E’ importante a questo punto provare a capire perché il crack, come raccontava già quattro anni fa Nino Rocca, è così diffuso tra i giovani e i giovanissimi. Con una premessa: che non siamo né psicologi, né sociologi e, quindi, non abbiamo la pretesa di illustrare tutto quello che si cela nell’animo di giovani e giovanissimi che decidono di prendere la via del crack. Magari alcuni iniziano per curiosità, per provare che cosa c’è in questo mondo che, spesso, è sotto i loro occhi. Ma è un gioco pericoloso. Una prima spiegazione arriva da Wikipedia: “Il crack è in grado di aumentare gli istinti violenti e alterare i principali centri di controllo del sistema nervoso centrale. Spesso porta all’alienazione sociale o a forme di psicosi”. Succede così che un ragazzo solo un po’ curioso, che si trova magari in compagnia di amici già coinvolti, assiste alla scena dei cristalli che vengono surriscaldati in apposite pipe di vetro e decide di provare questa esperienza inalando un po’ di fumo.

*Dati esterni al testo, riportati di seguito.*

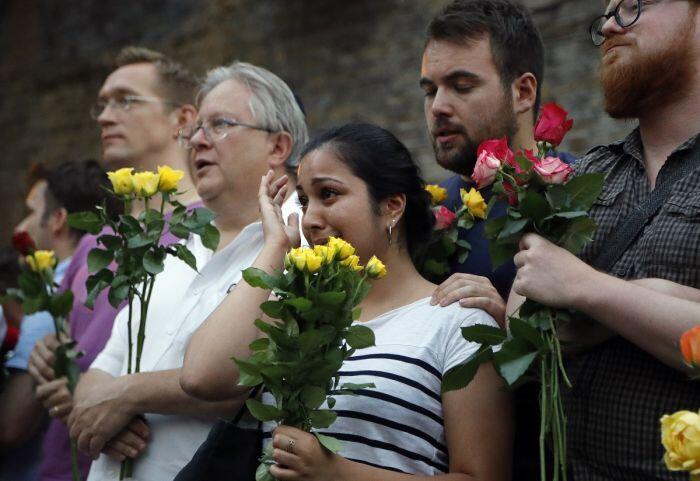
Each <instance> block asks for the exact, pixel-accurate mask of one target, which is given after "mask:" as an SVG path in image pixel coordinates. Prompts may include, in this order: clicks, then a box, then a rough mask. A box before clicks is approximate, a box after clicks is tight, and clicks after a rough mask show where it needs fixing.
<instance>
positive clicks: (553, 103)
mask: <svg viewBox="0 0 700 481" xmlns="http://www.w3.org/2000/svg"><path fill="white" fill-rule="evenodd" d="M567 115H568V112H567V111H566V110H564V109H563V108H561V107H560V106H559V105H557V104H556V103H554V102H550V103H548V104H546V105H544V106H543V107H542V113H541V114H540V118H539V119H538V120H537V124H536V125H535V140H537V141H538V142H548V143H549V144H551V145H552V146H553V147H556V146H557V145H559V144H561V141H562V140H563V139H564V136H565V135H566V133H567V132H568V131H569V130H571V127H573V125H574V121H573V120H572V119H567V118H566V116H567Z"/></svg>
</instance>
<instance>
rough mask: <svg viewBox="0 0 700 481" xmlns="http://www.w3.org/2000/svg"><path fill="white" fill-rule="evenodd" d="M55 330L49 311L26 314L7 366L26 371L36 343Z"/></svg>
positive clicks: (7, 361) (20, 325)
mask: <svg viewBox="0 0 700 481" xmlns="http://www.w3.org/2000/svg"><path fill="white" fill-rule="evenodd" d="M53 332H54V327H53V318H52V317H51V315H50V314H49V313H48V312H46V311H44V312H36V313H34V314H30V315H28V316H25V317H24V319H22V324H21V325H20V330H19V339H18V340H17V345H16V346H15V348H14V351H13V352H12V356H11V357H10V358H9V359H8V360H7V363H6V364H5V366H6V367H7V368H12V369H21V370H22V371H26V370H27V367H28V365H29V356H30V355H31V353H32V350H34V345H35V344H36V343H37V341H39V340H40V339H42V338H43V337H44V336H45V335H46V334H50V333H53Z"/></svg>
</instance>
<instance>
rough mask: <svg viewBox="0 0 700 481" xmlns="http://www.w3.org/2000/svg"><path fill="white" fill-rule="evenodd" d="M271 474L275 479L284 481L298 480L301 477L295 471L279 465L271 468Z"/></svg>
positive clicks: (288, 468)
mask: <svg viewBox="0 0 700 481" xmlns="http://www.w3.org/2000/svg"><path fill="white" fill-rule="evenodd" d="M270 474H271V475H272V476H273V477H274V478H275V479H280V480H282V481H286V480H289V481H292V480H298V479H299V478H300V477H301V476H300V474H299V473H297V472H296V471H295V470H293V469H289V468H287V467H285V466H280V465H279V464H273V465H271V466H270Z"/></svg>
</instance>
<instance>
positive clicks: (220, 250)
mask: <svg viewBox="0 0 700 481" xmlns="http://www.w3.org/2000/svg"><path fill="white" fill-rule="evenodd" d="M186 245H187V247H188V248H189V249H190V251H191V252H192V253H193V254H194V256H195V258H196V259H197V268H198V269H199V274H197V272H196V271H194V270H193V269H191V268H190V267H189V266H187V265H186V264H185V263H184V262H183V261H181V260H180V259H177V258H175V257H173V256H168V257H167V258H166V260H165V269H164V270H163V272H161V273H160V274H158V276H157V277H156V282H155V285H154V288H153V295H152V297H151V303H150V305H149V312H148V322H147V324H146V340H145V343H144V347H143V355H142V357H141V372H146V371H162V370H168V369H177V368H181V367H182V364H183V362H184V357H185V350H186V349H187V344H188V343H189V340H190V338H191V337H192V334H193V333H194V331H195V330H196V329H197V328H198V327H199V326H200V324H201V323H202V322H203V321H204V320H205V319H206V318H207V317H208V316H209V315H210V314H211V313H212V311H214V309H215V308H216V307H217V306H218V305H219V303H220V302H221V301H222V300H223V299H224V297H225V296H226V294H227V292H228V291H230V289H231V287H233V286H234V285H235V284H236V283H238V282H239V281H240V280H241V271H242V270H243V269H245V268H247V267H249V266H250V265H251V264H252V263H253V261H254V260H255V258H256V257H257V256H258V254H259V252H260V250H261V248H262V245H263V232H262V224H261V223H260V222H256V223H253V224H250V225H248V226H247V227H245V228H244V229H243V230H242V231H241V232H240V234H238V236H237V237H236V238H235V239H234V240H233V241H232V242H231V243H230V244H229V245H227V246H226V247H224V248H223V249H222V250H220V251H219V252H217V253H215V254H214V253H213V252H212V251H211V250H209V249H207V248H205V247H204V246H203V245H202V243H201V241H200V238H199V236H191V237H190V239H189V240H188V241H187V243H186ZM138 312H139V307H138V301H135V305H134V309H133V315H132V338H133V345H134V356H135V351H136V334H137V331H138V321H139V315H138ZM127 320H128V308H125V309H123V310H122V311H121V312H120V313H119V314H118V315H117V317H116V319H115V321H114V326H113V328H112V334H111V336H110V338H109V340H108V341H107V344H106V346H105V348H104V350H103V351H102V352H101V353H100V354H99V355H98V356H97V358H96V359H95V361H94V362H93V363H92V365H91V366H90V367H91V369H100V370H102V371H105V372H107V373H109V374H111V375H112V376H115V377H116V376H121V375H125V374H126V372H127V363H128V342H127V338H128V334H127V333H128V331H127ZM252 321H253V320H252V319H251V322H252ZM134 362H135V361H134ZM145 416H146V420H147V421H148V424H149V427H150V429H151V437H150V439H149V442H148V447H147V449H146V451H145V452H144V454H142V455H141V456H140V457H139V458H137V459H136V462H135V463H134V479H136V480H139V481H172V479H173V478H174V477H175V476H176V475H177V473H178V472H179V471H180V470H181V469H182V468H183V467H184V466H185V464H187V463H188V462H189V461H190V459H192V456H193V455H194V452H195V451H196V450H197V448H198V447H199V446H200V445H201V444H202V442H203V441H204V440H205V439H206V437H207V435H208V433H209V430H210V429H211V427H212V425H213V424H214V422H213V421H207V420H202V419H197V418H195V417H191V416H173V415H160V414H146V415H145ZM119 468H120V463H118V462H116V461H113V460H111V459H110V458H108V457H107V456H105V455H100V457H99V458H98V459H97V460H96V461H94V462H93V463H92V466H91V467H90V475H89V476H88V480H89V481H102V480H112V479H114V480H116V479H119Z"/></svg>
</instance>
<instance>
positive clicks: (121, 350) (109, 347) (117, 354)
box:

Avviene che alcuni di questi ragazzi, pur cominciando in un’atmosfera goliardica, quasi per scherzo, finiscono con il diventare prigionieri di questa droga.
Ricordiamo che, a differenza di altre sostanze stupefacenti, una dose di crack costa poco, da 5 a 10 euro ed è molto pericolosa perché induce, in tempi brevi, elevata dipendenza e rapida assuefazione psicologica e fisica. Per un ragazzo, anche di 14-15 anni, un conto è dover trovare ogni giorno 100 euro e forse più, mentre altra e ben più facile cosa è trovare 10 euro o anche 5 euro. Rocca, che segue il fenomeno da tempo e che conosce bene il mondo del crack di Palermo, ci dice che questa droga è arrivata in tutti gli strati sociali: dai ragazzini e ragazzi che fanno parte di famiglie benestanti della città ai ceti medi, fino ai ceti poveri. Ci sono ragazzi che, in famiglia, non hanno problemi a trovare ogni giorno da 5 a 10 euro. E ci sono ragazzi e ragazzini che, invece, non sanno dove trovare i soldi. Questo spiega la crescita delle rapine. Volendo, anche acciuffare 20 euro, scippandole a un turista o a un comune cittadino, diventa, per il rapinatore-ragazzo o ragazzino, risolutivo per accomodare due o tre giorni. Poi si ricomincia.